Tool Use Pattern
Tool use is the ability of an LLM-based agent to select, invoke, and interpret the results of external tools at runtime. It transforms a language model from a text generator into an actor that can query databases, call APIs, run code, and manipulate files. This pattern is foundational to virtually every production agent.
Core Concepts
An agent's tool-use pipeline has four phases:
- Tool Selection -- The model decides which tool (if any) to use.
- Argument Construction -- The model generates the correct arguments for that tool.
- Tool Execution -- The runtime invokes the tool and captures output.
- Result Parsing -- The model interprets the result and decides the next step.
Modern LLM APIs (OpenAI function calling, Anthropic tool_use, etc.) handle steps 1-2 natively with structured output, eliminating the need for fragile regex parsing. LangGraph's ToolNode handles steps 3-4.

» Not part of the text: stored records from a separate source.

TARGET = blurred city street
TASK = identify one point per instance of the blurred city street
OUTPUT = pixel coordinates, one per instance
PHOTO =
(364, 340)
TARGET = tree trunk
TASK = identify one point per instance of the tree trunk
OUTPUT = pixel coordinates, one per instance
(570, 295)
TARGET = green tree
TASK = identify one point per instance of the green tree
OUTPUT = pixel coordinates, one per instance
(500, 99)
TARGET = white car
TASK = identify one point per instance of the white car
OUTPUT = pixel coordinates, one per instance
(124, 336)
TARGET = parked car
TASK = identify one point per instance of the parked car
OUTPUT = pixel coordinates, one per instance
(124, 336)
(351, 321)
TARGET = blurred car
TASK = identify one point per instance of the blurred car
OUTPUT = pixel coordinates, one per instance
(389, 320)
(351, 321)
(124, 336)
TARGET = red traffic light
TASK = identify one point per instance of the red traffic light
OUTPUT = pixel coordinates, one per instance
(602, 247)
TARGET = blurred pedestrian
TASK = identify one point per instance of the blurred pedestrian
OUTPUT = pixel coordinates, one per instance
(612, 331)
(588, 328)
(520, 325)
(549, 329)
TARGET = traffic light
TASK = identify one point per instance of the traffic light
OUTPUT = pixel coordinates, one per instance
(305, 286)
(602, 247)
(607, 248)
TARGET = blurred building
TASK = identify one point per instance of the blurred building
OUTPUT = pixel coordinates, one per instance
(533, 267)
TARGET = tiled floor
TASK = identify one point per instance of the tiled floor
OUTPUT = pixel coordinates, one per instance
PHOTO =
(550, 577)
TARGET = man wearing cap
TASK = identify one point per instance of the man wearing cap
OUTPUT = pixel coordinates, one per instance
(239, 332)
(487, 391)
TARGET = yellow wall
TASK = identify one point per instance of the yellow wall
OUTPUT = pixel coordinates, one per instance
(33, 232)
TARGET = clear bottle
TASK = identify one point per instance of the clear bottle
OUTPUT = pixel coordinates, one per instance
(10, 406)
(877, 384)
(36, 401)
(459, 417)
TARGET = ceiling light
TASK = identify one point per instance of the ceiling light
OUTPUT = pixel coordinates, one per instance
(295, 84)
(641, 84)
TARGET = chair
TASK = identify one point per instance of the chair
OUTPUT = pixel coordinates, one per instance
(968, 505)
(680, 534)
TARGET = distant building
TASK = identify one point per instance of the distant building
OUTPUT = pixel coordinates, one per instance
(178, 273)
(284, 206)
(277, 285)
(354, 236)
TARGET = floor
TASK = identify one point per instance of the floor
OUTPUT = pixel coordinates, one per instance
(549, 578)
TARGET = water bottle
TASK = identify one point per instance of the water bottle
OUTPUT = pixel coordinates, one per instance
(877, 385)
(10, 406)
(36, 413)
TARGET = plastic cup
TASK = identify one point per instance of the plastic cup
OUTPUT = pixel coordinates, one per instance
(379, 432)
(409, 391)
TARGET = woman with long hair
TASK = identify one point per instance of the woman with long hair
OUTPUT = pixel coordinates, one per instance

LangGraph Implementation: ToolNode with Custom Tools
LangGraph provides ToolNode from langgraph.prebuilt for standardized tool execution. Below is a production-grade implementation with custom tool definitions, error recovery, and dynamic tool selection.
"""Tool use pattern with LangGraph ToolNode and custom tools."""
from __future__ import annotations
import asyncio
import logging
import operator
from typing import Annotated, Any, Sequence, TypedDict
from langchain_core.messages import (
AIMessage,
BaseMessage,
HumanMessage,
ToolMessage,
)
from langchain_core.tools import tool
from langchain_openai import ChatOpenAI
from langgraph.graph import END, StateGraph
from langgraph.prebuilt import ToolNode
from pydantic import BaseModel, Field
logger = logging.getLogger(__name__)
# ---------------------------------------------------------------------------
# Custom tool definitions
# ---------------------------------------------------------------------------
class SearchResult(BaseModel):
"""Structured search result."""
title: str
snippet: str
url: str
@tool
def web_search(query: str) -> str:
"""Search the web for current information. Use for recent events or facts."""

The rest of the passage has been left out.